Temple Bar, Dublin

Just south of the Liffey, North of Dame Street, West of Trinity College, and East of Fishamble Street is Temple Bar. This area has roots that go as far back as Viking times; and, while the rest of the city has shifted and reshaped over time, this one particular bubble still retains its cobblestone medieval street structure.

There is a lot of debate over where the Temple Bar name comes from. Some say it is named such because the streets once housed the residence of Sir William Temple (1600s); others say the naming structure is copied from streets in London (this theory points to the Essex Street, Fleet Street and Temple Bar London combo); and, others argue that the area is named for the Knights Templar as is evidenced by the shape of the streets, which all lead to a round church — in typical Templar style.

Either way, locals have very mixed feeling about the area and how the property management company who owns the buildings are developing the historical district.

“Temple Bar is the biggest tourist scam.

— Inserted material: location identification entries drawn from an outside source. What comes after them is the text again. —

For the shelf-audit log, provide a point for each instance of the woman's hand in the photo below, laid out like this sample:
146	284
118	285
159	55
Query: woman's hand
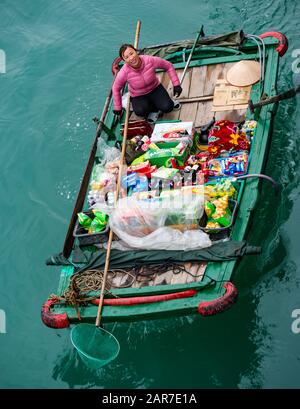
177	90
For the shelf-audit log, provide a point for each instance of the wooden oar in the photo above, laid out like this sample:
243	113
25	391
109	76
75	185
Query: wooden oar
95	345
107	259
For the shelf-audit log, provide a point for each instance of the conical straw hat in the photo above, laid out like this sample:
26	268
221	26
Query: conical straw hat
244	73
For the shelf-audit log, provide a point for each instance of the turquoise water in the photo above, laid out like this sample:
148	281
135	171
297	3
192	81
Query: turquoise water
58	57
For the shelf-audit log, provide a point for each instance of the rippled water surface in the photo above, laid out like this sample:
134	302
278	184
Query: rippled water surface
58	57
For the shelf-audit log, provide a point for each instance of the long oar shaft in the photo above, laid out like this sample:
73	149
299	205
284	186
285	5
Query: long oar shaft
110	237
190	56
69	240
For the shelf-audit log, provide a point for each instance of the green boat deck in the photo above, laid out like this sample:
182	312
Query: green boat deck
207	65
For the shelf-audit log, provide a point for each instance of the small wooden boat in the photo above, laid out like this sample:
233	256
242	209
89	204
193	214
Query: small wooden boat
171	283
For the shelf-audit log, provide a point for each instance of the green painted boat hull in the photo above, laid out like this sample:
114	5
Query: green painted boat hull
223	293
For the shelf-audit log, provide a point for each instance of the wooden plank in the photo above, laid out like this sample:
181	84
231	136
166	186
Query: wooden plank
173	115
235	115
196	99
204	113
186	83
213	73
188	112
198	81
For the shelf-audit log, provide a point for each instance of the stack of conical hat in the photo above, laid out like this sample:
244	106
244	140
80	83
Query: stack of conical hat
244	73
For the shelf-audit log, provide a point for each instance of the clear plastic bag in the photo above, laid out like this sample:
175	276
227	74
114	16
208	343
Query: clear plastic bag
106	153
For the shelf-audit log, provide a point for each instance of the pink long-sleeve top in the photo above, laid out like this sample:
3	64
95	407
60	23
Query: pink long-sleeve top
143	80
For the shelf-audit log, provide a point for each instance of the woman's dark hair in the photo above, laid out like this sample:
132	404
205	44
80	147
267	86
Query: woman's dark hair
123	48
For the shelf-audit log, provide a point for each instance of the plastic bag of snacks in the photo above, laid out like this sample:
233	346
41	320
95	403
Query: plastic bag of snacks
225	136
218	213
141	217
232	165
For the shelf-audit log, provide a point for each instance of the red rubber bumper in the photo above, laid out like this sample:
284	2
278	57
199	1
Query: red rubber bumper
146	299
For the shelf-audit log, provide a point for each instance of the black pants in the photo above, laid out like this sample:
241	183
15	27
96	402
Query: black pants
156	100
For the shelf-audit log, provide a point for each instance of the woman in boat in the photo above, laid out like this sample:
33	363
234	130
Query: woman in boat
146	92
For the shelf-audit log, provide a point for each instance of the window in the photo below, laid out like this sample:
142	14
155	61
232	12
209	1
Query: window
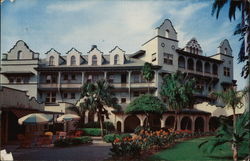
226	72
94	60
153	57
136	94
116	59
66	77
51	79
73	77
123	100
19	54
65	95
18	80
11	80
51	60
136	78
111	78
73	60
73	96
168	59
50	97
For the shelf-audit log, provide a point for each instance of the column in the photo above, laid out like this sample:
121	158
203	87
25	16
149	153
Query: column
59	80
178	123
83	73
95	117
157	83
105	75
86	117
129	85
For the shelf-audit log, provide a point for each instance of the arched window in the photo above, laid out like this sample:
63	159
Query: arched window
51	60
94	60
215	69
190	64
199	66
167	33
73	60
116	59
207	67
19	54
181	62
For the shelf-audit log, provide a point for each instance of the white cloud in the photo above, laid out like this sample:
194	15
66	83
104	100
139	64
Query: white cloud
71	6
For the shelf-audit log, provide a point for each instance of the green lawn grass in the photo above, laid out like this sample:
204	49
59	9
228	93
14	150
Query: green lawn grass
188	150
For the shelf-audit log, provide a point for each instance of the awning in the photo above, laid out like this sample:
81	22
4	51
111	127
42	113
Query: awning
8	73
21	112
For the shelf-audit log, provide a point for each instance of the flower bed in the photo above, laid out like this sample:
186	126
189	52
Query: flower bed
146	141
72	141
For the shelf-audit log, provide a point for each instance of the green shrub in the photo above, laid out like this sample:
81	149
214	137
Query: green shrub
92	131
109	138
109	126
72	141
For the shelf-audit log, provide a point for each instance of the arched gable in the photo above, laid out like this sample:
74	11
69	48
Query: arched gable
95	52
21	51
73	52
117	53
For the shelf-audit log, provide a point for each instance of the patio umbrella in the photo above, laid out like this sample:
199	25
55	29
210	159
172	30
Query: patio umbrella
68	117
35	118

The food is substandard, overpriced, and not representative of the foodie culture in Dublin.”

This comes from a Dubliner and for the most part, I generally listen to locals when they’re describing their own food scene. However, in this case, I actually have to disagree. Sure, Temple Bar is difficult to find a place to eat without a reservation, is constantly full of people, and is overrun with gaudy tourist-focused-pubs, but in our experience, the food we found here pretty darn good. In fact, this was one of the only places in Ireland where we got a break from Irish breakfasts, sausage and mash, fish and chips, and meat/fish/potato combo that are so prevalent everywhere else.

The oldest pub in Dublin, the Brazen Head, is located just outside of Temple Bar and near the original bridge of Dublin. The battle for the oldest pub in Ireland has long been debated and is big business. Sean’s Bar in Athlone is currently thought to be the oldest pub in Ireland (and Europe).